We analyzed only epithelial cells from Korean CRC patients (Lee et al., 2020), selecting the patients with a significant number of these cells (patient IDs: SMC16, SMC03, SMC09, SMC18, SMC21, SMC22). In order to quantify local gene expression variability, we applied the VarID method (Grün, 2020) from the RaceID3 package (v0.2.3) with default parameters, unless indicated. In brief, VarID defines locally homogeneous neighborhoods in cell state space, here set to 50 nearest-neighbors. UMI counts display a systematic variance–mean dependence, involving both biological and technical sources of variability, which is assumed to affect all genes similarly. VarID regresses out the variance–mean dependence by fitting a second-order polynomial to the baseline of the trend and subtracting it from the gene expression variance calculated for each locally homogenous neighborhood. The resulting corrected variance estimates allow to compare gene expression variability across different neighborhoods and across different genes, independently of their expression levels.
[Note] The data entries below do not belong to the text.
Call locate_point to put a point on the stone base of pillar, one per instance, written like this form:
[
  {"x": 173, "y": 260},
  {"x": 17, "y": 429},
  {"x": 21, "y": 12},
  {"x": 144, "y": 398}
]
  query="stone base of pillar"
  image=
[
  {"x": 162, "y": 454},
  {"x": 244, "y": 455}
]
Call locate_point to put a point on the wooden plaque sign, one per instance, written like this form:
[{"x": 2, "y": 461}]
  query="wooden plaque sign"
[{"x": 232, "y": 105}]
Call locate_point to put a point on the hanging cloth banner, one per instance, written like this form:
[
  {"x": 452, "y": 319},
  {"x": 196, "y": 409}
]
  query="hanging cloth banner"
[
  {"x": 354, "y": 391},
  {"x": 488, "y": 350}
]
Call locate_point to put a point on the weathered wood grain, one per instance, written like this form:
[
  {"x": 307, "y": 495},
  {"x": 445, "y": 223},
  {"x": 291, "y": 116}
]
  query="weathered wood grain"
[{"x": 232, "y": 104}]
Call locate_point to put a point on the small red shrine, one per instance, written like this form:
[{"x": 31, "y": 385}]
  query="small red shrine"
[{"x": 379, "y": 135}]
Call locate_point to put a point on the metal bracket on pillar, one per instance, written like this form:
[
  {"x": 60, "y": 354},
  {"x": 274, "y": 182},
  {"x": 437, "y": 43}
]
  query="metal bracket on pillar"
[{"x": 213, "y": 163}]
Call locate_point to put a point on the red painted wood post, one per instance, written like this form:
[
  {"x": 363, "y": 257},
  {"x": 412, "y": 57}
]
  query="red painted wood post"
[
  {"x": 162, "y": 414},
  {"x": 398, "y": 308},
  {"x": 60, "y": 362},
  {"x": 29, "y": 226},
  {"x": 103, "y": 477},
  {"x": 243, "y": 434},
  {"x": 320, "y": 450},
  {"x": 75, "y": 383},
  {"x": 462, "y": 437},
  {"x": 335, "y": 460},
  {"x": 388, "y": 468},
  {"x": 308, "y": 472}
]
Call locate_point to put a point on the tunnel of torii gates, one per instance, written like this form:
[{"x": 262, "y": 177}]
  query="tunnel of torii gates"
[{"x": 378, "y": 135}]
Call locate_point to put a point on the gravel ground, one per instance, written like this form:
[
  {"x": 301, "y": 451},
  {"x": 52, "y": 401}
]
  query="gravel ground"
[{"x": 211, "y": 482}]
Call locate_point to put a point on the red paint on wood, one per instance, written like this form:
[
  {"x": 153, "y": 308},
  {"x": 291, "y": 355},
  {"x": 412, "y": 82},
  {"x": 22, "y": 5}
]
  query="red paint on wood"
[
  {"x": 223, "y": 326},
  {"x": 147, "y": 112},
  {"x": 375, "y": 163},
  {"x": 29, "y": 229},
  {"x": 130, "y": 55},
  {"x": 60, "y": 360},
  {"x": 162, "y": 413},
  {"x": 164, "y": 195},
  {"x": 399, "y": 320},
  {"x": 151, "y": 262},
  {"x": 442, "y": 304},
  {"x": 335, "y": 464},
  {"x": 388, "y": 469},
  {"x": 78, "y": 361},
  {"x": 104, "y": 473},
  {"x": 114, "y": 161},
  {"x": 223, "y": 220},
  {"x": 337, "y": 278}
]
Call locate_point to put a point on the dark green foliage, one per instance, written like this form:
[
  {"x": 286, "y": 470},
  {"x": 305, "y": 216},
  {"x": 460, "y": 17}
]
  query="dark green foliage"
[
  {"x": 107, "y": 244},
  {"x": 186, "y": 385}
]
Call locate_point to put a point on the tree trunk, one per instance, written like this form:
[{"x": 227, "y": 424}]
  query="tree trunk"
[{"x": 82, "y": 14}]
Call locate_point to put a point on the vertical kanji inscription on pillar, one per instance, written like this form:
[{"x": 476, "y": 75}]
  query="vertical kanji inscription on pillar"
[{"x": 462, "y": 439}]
Evaluation of the association of gene expression with aneuploidy by linear model

To find the genes whose RNA or protein expression changes along with aneuploidy, a linear model was used to fit the RNA or protein expression (for cell lines or individual tumor tissues) or the RNA or protein log2FC (for pooled tumor tissues) by aneuploidy score and other covariates including cancer types, copy number variation, purity, or cell cycle score. One example is shown as the following formula:

protein expression or log2FCβ0+β1×aneuploidy score+β2×purity

The t-value of aneuploidy coefficient β1 was used to represent the association between RNA/protein level and aneuploidy degree with the control of other variables (such as purity). The genes were ranked based on the t-value of aneuploidy coefficient β1, and then the enrichment of gene sets was calculated by GSEA with preranked module. C5 BP gene sets derived from the GO Biological Process ontology were used in those analyses. The gene sets whose size were smaller than 5 or bigger than 500 were removed before analyses.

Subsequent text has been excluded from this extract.